Como tudo que é exagerado na vida cansa, o mesmo pode acontecer com a super exposição e a audiência nas redes sociais. "Mais do que uma saturação. Penso que estamos vivendo uma fase de deslumbramento. Vai passar e em breve vamos fazer um uso mais moderado e consciente", acredita o coordenador do Núcleo de Inovação em Mídia Digital da FAAP. Enquanto isso não acontece, a equipe do E+ tentou desvendar o porquê de as redes sociais 'seduzirem' tanto os internautas. Conversamos com o psicólogo Leonardo Goldberg, pesquisador do Núcleo de Estudos em Psicologia e Campo Digital (NEPSIDI). Confira:
- Por que o ser humano sente um certo prazer em stalkear a vida das outras pessoas nas redes sociais? As redes sociais exercem um certo fascínio justamente porque somos bombardeados com a ideia de que lá existe uma presença sem faltas, tempos, fins, hiatos. Então, podemos acompanhar cada pegada digital oferecida por um outro e desenhar uma espécie de mapa dos desejos: do que esse outro que nos interessa gosta de escutar, ler, comer, consumir.
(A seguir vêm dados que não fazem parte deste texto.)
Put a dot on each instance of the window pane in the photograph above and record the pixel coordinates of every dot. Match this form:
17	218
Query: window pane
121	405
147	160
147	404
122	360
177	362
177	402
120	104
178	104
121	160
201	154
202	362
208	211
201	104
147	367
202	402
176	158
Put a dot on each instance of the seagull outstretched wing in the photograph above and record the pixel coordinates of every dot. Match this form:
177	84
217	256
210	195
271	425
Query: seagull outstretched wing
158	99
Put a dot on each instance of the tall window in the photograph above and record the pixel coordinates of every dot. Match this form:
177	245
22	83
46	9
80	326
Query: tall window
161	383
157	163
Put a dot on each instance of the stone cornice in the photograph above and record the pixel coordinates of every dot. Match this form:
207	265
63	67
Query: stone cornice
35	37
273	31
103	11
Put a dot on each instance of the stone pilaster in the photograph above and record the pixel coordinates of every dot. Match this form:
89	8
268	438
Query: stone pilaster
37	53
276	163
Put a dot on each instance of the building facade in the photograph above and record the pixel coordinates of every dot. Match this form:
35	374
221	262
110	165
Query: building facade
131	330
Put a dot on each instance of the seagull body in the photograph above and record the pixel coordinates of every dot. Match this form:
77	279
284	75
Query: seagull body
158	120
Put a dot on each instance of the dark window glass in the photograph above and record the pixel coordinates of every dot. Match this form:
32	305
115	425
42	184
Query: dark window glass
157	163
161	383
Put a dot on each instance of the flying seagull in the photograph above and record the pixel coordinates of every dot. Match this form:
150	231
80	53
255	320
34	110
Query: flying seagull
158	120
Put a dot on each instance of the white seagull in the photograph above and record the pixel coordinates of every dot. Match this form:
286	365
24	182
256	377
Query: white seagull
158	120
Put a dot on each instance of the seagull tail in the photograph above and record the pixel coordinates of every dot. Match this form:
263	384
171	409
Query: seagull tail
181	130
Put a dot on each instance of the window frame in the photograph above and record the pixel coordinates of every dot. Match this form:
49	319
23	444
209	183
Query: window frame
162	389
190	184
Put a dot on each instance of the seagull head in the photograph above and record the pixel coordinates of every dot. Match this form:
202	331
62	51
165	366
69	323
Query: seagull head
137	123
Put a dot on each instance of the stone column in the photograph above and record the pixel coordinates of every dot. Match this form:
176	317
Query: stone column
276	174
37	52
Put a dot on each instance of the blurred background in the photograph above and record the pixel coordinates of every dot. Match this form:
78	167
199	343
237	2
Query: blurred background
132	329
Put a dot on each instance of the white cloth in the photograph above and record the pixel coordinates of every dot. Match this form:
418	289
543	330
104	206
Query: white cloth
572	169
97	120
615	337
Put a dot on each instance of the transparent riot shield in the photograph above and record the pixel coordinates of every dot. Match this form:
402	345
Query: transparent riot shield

Esse mapeamento do outro capta nosso olhar de uma forma intensa porque somos atravessados por uma ideia de que - enquanto repousamos o olhar sobre o perfil do outro - poderíamos prever e atuar na forma como o outro funciona e como funcionamos diante dele. Porém, como efeito, esse cálculo é um desastre porque tenta eliminar todo o risco do contato, de escutar não, de um silêncio, da ausência, e portanto também enfraquece a dimensão do enigma, fundamental para manter as relações humanas interessantes.
- O que explica o comportamento de stalkers, ou perseguidores, na internet? Poderíamos dividir essa categoria, dos stalkers, em ao menos duas: uma primeira que acompanha um outro de uma forma repetitiva, dedicando horas de seu dia visitando o perfil de alguém para tentar encontrar um "ponto de fecho", uma costura, um naco de realidade em relação a sua fantasia: um ex-namorado, por exemplo, que passa horas do dia tentando descobrir com quem sua amada saiu, quem ou o que ela deseja, para onde sua atenção está deslocada. Essa pessoa tem a sensação de estar com uma espécie de quebra-cabeça em sua mente e precisa encontrar uma peça perdida para poder sair de sua angústia. É um funcionamento típico entre os apaixonados: cartografar o desejo do outro ofereceria um anteparo aos riscos de fim, de término, da entrada de um terceiro na cena. No segundo caso, geralmente esse perseguidor idealiza a vida daquele que o interessa: mimetiza seus gostos, tenta reproduzir seus gestos, estética e até expressões. Uma forma clássica é a do fã que, de forma agressiva, imita tanto seu ídolo, que em algum momento já não diferencia um ou outro, já não consegue ter ideia da separação. As redes sociais privilegiam essa criação de um duplo porque aproximam amante e amado, e entre ver e se fazer ver, esse sujeito que está fixado na vida de outro, já não considera que as mensagens que o outro publica podem ser genéricas, para todos, ele tem sempre a impressão de que cada postagem é uma mensagem particular, enviada única e exclusivamente para ele mesmo. Um menino não pode publicar que está em uma casa noturna sem que a menina considere que se trata de uma mensagem para ela, para lhe fazer ciúme. E quando toda mensagem se torna fechada, particular, esse stalker tem uma lógica quase paranoica, de que deve sondar seu objeto amado integralmente.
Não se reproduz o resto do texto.